After the initial discovery, Munirah and her team conducted systematic surveys of the forest area where Tan had found the flower. They have located only twenty individuals in total, some of them growing inside tree hollows. The species appears to exist nowhere else—or at least nowhere that has been documented. Given this extremely limited range and the small population size, Munirah has recommended that the plant be classified as critically endangered, the highest conservation status short of extinction.
The discovery raises immediate questions about protection and survival. A species with such a narrow geographic footprint and such small numbers is vulnerable to any disturbance of its habitat. The forest where it grows is a recreational area, which means human presence is routine. Climate change, shifts in fungal communities, or any alteration to the soil ecosystem could push the species toward extinction before science has even finished cataloging its basic biology.
For now, Thismia selangorensis exists in a strange liminal space—newly named, barely known, already endangered. It is a reminder that the living world still contains mysteries, and that those mysteries are often fragile.
Notable Quotes
So pretty and unique. Then came: 'What is this?'— Gim Siew Tan, naturalist and photographer
The plant should be considered critically endangered given its rarity and apparently tiny range— Siti Munirah, botanist at Forest Research Institute Malaysia
The Hearth Conversation Another angle on the story
Why does a plant that doesn't photosynthesize matter? Isn't it just a curiosity?
It's not about the plant being useful to us. It's about understanding how life actually works. This plant solved a problem—how to survive in a dark, nutrient-poor environment—by becoming a parasite. That's a completely different evolutionary strategy than what most plants do. And there are only 550 species like it on Earth.
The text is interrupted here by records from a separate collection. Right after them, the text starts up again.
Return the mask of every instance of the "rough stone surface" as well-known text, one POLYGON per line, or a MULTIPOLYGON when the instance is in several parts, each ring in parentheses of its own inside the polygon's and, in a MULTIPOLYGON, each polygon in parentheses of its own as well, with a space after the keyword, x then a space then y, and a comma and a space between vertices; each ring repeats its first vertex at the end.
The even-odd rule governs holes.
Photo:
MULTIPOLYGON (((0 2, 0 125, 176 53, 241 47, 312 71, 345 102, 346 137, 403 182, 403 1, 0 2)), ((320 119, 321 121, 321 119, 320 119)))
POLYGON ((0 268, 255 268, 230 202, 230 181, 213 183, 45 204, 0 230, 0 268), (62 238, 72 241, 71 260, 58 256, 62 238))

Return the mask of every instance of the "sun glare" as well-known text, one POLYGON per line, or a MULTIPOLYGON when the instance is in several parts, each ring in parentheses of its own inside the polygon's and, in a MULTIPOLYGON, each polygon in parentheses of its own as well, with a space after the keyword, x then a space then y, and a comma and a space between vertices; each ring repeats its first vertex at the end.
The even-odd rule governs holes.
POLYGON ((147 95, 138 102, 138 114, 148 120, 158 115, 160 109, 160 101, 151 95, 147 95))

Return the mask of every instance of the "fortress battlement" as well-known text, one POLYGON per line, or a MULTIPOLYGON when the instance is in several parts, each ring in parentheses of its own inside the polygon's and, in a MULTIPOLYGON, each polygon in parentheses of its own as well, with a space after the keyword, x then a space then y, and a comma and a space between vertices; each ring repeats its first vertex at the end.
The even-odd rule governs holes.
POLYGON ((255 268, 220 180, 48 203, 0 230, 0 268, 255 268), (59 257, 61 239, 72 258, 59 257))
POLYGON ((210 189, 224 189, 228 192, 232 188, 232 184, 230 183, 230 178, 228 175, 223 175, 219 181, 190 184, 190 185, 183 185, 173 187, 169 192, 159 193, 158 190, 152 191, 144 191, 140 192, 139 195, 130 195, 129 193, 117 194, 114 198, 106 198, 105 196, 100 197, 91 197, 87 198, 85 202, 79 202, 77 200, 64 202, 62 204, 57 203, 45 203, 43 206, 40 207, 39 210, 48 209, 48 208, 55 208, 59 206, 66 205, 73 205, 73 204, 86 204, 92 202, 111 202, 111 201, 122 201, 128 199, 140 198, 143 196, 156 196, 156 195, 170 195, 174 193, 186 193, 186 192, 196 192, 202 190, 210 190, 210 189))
So the real concern is that it might disappear before we understand it?
Exactly. We just found it. We don't know how it reproduces, what fungi it depends on, whether those fungi are stable. With only twenty individuals in one forest, it's extremely fragile. One bad season, one change to the soil, and it could be gone.
How did nobody find this before? It's near a city.
It's hidden most of the time. The flower only emerges briefly. You have to be in the right place at the right moment, and you have to know what you're looking at. Gim Siew Tan was paying attention. She photographed it instead of walking past.
What happens now?
The botanists are recommending it be protected as critically endangered. But that's just a label. The real work is figuring out how to keep the forest stable enough for the plant to survive, and understanding what it actually needs.